April's stronger-than-expected real gross domestic product figures indicates a better transition to the second quarter with Q2 growth now tracking above an annualized pace of 2%, TD Economics wrote in a note.
"Zooming out, that leaves the first-quarter stumble looking more like a temporary soft patch than the start of a deeper downturn, broadly in line with the Bank of Canada's view that growth should resume in Q2 even if the economy remains in excess supply," said economist Marc Ercolao.
This reading should help deflate the recent "technical recession" narrative, Ercolao said.
Real GDP grew 0.5% in April, Statistics Canada said on Tuesday, following a 0.1% contraction in March.

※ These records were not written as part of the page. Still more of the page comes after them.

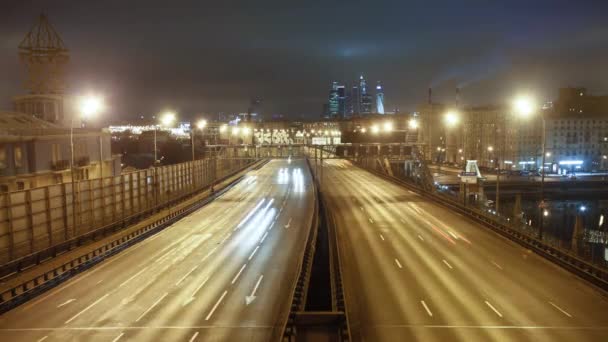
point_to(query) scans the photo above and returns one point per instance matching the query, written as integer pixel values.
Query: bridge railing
(578, 255)
(37, 224)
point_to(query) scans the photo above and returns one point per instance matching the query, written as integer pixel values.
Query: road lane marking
(428, 311)
(186, 275)
(87, 308)
(238, 274)
(195, 292)
(252, 296)
(118, 337)
(253, 253)
(497, 265)
(66, 302)
(216, 305)
(209, 254)
(493, 309)
(560, 309)
(193, 337)
(264, 237)
(255, 209)
(152, 307)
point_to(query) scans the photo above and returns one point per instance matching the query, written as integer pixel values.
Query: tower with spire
(45, 57)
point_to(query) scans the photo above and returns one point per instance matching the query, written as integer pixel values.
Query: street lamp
(451, 118)
(525, 106)
(166, 120)
(412, 124)
(388, 126)
(200, 124)
(89, 106)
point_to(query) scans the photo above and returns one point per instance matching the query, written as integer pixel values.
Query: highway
(223, 273)
(414, 271)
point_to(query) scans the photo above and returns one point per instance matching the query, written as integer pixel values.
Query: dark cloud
(209, 56)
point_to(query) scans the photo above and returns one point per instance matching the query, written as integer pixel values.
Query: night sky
(210, 56)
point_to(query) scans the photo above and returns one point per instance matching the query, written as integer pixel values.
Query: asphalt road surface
(224, 273)
(414, 271)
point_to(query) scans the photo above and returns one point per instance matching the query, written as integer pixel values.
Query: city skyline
(211, 77)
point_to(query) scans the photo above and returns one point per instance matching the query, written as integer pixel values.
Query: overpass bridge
(299, 250)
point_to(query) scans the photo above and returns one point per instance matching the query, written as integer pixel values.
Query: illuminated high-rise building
(334, 104)
(379, 99)
(366, 99)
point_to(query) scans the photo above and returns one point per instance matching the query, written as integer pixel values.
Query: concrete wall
(34, 219)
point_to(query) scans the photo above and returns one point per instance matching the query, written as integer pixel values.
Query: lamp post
(89, 106)
(200, 125)
(165, 120)
(525, 106)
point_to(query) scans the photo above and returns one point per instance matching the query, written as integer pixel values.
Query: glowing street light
(167, 118)
(451, 118)
(524, 106)
(89, 106)
(201, 124)
(388, 126)
(412, 124)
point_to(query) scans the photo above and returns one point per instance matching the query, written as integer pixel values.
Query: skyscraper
(355, 100)
(366, 99)
(342, 101)
(379, 99)
(333, 101)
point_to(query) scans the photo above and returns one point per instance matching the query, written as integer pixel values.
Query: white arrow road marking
(238, 274)
(216, 305)
(251, 297)
(195, 291)
(151, 307)
(428, 311)
(87, 308)
(560, 309)
(493, 309)
(186, 275)
(66, 303)
(253, 253)
(193, 337)
(118, 337)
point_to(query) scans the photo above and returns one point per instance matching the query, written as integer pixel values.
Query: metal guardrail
(27, 290)
(15, 266)
(299, 291)
(592, 273)
(336, 273)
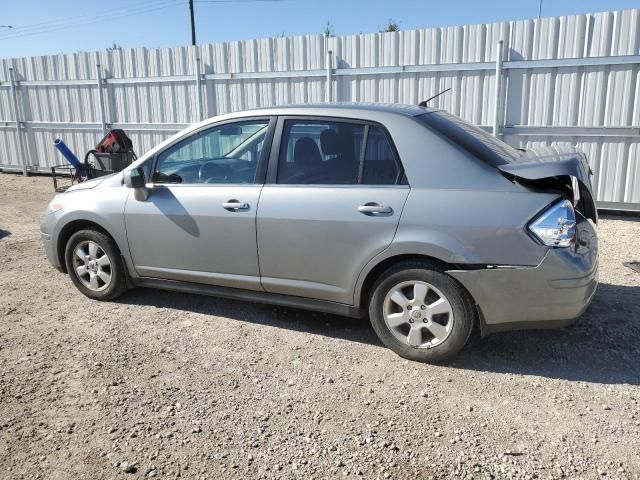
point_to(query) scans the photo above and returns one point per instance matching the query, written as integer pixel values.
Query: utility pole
(193, 23)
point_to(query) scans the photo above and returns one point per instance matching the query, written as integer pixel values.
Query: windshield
(473, 139)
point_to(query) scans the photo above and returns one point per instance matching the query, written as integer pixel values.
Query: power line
(69, 20)
(57, 25)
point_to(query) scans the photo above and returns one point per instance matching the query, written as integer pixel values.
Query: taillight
(556, 226)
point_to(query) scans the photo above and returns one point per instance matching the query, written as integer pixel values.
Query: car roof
(344, 107)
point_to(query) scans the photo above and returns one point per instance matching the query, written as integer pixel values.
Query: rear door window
(317, 152)
(380, 166)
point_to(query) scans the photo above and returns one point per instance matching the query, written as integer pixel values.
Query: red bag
(116, 141)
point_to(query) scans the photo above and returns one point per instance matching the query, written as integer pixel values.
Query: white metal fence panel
(565, 80)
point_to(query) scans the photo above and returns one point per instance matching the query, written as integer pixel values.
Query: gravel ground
(170, 385)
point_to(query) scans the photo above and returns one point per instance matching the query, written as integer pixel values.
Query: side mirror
(134, 178)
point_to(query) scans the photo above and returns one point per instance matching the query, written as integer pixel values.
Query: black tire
(462, 312)
(118, 281)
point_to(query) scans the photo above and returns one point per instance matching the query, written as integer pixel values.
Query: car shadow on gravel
(315, 323)
(602, 347)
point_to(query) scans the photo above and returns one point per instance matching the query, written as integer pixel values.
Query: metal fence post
(198, 84)
(103, 114)
(329, 93)
(498, 90)
(16, 116)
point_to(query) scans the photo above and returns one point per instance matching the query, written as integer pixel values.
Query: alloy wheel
(92, 265)
(418, 314)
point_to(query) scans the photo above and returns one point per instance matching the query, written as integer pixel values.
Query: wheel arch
(75, 226)
(364, 292)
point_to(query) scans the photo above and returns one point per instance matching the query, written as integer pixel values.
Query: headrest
(306, 152)
(329, 142)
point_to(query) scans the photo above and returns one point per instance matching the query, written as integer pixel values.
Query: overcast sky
(42, 27)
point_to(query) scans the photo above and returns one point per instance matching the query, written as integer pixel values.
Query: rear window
(473, 139)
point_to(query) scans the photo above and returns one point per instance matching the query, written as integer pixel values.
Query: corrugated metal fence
(562, 80)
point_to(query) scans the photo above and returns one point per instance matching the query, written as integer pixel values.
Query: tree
(392, 26)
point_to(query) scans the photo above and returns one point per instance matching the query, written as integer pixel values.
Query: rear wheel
(420, 312)
(94, 265)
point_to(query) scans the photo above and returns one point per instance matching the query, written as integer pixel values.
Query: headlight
(556, 226)
(54, 206)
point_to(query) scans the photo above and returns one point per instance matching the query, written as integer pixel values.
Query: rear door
(332, 201)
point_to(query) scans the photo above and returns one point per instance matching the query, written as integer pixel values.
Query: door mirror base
(141, 194)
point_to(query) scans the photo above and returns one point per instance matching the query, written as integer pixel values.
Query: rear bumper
(553, 294)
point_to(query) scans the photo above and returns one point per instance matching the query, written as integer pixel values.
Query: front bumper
(46, 226)
(553, 294)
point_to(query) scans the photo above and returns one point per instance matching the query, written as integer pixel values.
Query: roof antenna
(424, 102)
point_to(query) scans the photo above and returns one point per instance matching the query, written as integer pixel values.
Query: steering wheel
(212, 171)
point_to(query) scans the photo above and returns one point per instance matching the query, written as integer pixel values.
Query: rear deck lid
(562, 168)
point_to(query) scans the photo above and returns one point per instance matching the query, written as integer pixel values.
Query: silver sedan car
(409, 215)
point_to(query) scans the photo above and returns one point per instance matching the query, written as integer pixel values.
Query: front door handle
(235, 206)
(374, 209)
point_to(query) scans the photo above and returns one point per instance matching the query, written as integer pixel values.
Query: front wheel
(94, 265)
(420, 312)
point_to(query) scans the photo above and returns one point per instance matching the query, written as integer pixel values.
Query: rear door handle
(235, 206)
(374, 209)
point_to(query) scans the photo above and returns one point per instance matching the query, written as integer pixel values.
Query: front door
(198, 223)
(333, 204)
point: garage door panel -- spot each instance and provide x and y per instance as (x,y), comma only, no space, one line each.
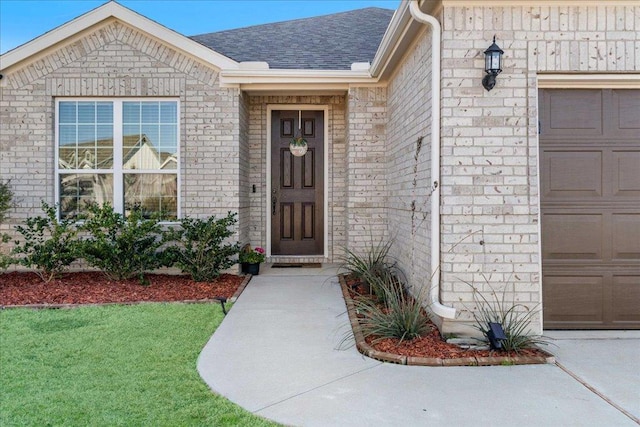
(625,295)
(572,174)
(573,298)
(626,171)
(590,208)
(626,105)
(572,236)
(574,113)
(626,237)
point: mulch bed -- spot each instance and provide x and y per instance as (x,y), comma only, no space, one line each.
(27,289)
(431,349)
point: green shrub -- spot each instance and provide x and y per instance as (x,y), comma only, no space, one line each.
(515,318)
(202,249)
(49,245)
(6,199)
(368,266)
(399,315)
(122,247)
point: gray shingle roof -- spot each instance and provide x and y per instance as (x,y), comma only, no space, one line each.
(329,42)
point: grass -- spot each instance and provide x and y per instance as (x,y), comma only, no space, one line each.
(112,365)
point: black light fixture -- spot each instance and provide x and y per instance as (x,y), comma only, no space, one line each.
(492,65)
(222,300)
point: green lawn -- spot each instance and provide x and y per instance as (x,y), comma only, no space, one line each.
(115,365)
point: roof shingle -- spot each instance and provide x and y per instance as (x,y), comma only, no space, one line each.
(329,42)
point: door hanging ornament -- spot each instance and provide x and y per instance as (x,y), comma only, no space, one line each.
(298,145)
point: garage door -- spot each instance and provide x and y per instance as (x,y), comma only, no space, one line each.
(590,203)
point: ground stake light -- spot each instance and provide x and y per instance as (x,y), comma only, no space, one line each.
(222,301)
(496,335)
(492,65)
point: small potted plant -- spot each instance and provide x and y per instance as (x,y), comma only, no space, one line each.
(250,259)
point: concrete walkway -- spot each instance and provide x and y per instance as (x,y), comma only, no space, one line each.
(275,355)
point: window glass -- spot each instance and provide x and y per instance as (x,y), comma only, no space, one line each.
(79,190)
(153,193)
(147,175)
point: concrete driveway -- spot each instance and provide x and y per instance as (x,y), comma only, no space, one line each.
(276,355)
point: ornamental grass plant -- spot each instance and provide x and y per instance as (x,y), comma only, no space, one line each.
(398,314)
(514,317)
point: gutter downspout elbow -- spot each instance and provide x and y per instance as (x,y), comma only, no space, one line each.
(434,292)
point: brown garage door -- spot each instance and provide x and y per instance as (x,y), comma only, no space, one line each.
(590,201)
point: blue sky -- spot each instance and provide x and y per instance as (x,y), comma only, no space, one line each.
(24,20)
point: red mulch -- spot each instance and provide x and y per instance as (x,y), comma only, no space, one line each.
(20,288)
(430,345)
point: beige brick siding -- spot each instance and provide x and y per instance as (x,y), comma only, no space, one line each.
(489,174)
(408,163)
(117,61)
(337,177)
(490,155)
(366,201)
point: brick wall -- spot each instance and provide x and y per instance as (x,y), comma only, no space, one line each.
(408,163)
(117,61)
(489,183)
(366,201)
(490,153)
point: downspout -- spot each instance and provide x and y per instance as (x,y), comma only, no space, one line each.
(434,291)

The consensus on Investing.com was for 0.4%. An advance estimate for May projected growth of 0.1%, StatsCan said.
Canada's economy never entered any "credible" definition of recession, but growth is rebounding in Q2, wrote Scotiabank's Derek Holt, head of capital markets economics.
"This offers a nice set-up for the Bank of Canada's wholesale forecast reset in the July 15th MPR and following next week's BoC surveys that are likely to show higher inflation expectations," Holt said. The central bank will release its latest monetary policy report, or MPR, later this month.
Holt calculated that Q2 GDP is tracking a gain of 2.3% quarter-on-quarter on a seasonally adjusted annual rate and could even round up to 2.4%, the strongest growth since Q3 2025, using monthly production-side GDP accounts.
BMO's Douglas Porter said the rebound is "especially encouraging." Still, in a note Tuesday he said that "output is still up only a little more than 1% from a year ago, which is below potential and still more consistent with monetary policy biased to ease rather than to tighten."